Als Erna an einem kleinen Hochstand vorbei kommt, muss sie anhalten und Luft holen. Die Schussverletzung, die sie sich zwei Jahre zuvor in Palästina zugezogen hatte, war zwar gut verheilt, schmerzte allerdings noch, wenn sie viel lief.

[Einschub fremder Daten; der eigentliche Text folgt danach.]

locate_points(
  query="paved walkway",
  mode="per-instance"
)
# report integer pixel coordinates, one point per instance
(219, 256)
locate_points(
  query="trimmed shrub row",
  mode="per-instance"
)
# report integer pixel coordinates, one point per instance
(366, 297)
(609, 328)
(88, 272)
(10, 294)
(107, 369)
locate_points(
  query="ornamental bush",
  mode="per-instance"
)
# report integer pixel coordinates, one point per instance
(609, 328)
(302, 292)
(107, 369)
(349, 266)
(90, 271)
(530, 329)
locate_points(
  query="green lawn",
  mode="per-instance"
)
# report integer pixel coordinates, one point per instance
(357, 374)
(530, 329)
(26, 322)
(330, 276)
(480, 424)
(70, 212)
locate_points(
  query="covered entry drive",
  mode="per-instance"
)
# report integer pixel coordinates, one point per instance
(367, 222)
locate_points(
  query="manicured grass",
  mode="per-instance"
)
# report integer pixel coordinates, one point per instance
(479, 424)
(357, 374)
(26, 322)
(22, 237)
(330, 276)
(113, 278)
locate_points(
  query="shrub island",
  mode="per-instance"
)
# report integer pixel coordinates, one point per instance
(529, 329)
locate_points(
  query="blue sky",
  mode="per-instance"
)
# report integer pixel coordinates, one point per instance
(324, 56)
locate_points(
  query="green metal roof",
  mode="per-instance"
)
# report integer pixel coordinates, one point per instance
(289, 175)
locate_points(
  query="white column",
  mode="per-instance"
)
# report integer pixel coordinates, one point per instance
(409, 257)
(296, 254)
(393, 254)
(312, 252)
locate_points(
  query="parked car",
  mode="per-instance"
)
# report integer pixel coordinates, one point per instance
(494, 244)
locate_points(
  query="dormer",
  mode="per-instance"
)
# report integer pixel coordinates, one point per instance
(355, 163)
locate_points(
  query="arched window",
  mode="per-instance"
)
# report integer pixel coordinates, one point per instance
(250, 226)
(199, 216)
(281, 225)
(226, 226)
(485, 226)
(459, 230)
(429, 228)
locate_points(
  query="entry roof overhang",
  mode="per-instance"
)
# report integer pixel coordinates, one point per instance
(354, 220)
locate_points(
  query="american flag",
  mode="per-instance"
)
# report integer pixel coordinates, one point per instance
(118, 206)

Die Kugel hatte mehrere Rippen verletzt und einen Milzriss verursacht und kam ausgerechnet aus dem Land „der unbegrenzten Möglichkeiten". Als man ihr das erzählt hatte, musste Erna hysterisch gelacht haben. Sie selber wusste es nicht mehr, da sie unter starken Schmerzmitteln (die Besten, die sie je hatte) gestanden hatte. Doch einer ihrer Genossen - ein junger Palästinenser - hatte ihr das Tage danach mitgeteilt.

Auch heute noch findet Erna es wahnsinnig ironisch ausgerechnet eine amerikanische Kugel abbekommen zu haben.

Noch ein letztes Mal durch atmen, denkt sie und streicht sich das kurze schwarzgefärbte Haar aus dem verschwitzen Nacken. Noch ein letztes Mal.

Wenige Minuten später erreicht sie die Waldhütte, die mehr an einen Bretterverschlag erinnert, Erna jedoch überaus gemütlich vorkommt.

Vor der Tür steht Peggy und raucht. Peggy, die eigentlich Margret heißt, raucht immer. Und genau das, findet Erna so toll an ihr. Die Welt könnte in tosendem Sturm und Feuer untergehen, Peggy würde sich erst einmal eine Zigarette anzünden und sich gemütlich daneben stellen und zu schauen.

»Sind alle da?«, fragt Erna und holt erneut tief Luft. Der letzte Anstieg war steil und Erna musste sich mehrfach auf dem Boden abstützen um hinauf zu gelangen.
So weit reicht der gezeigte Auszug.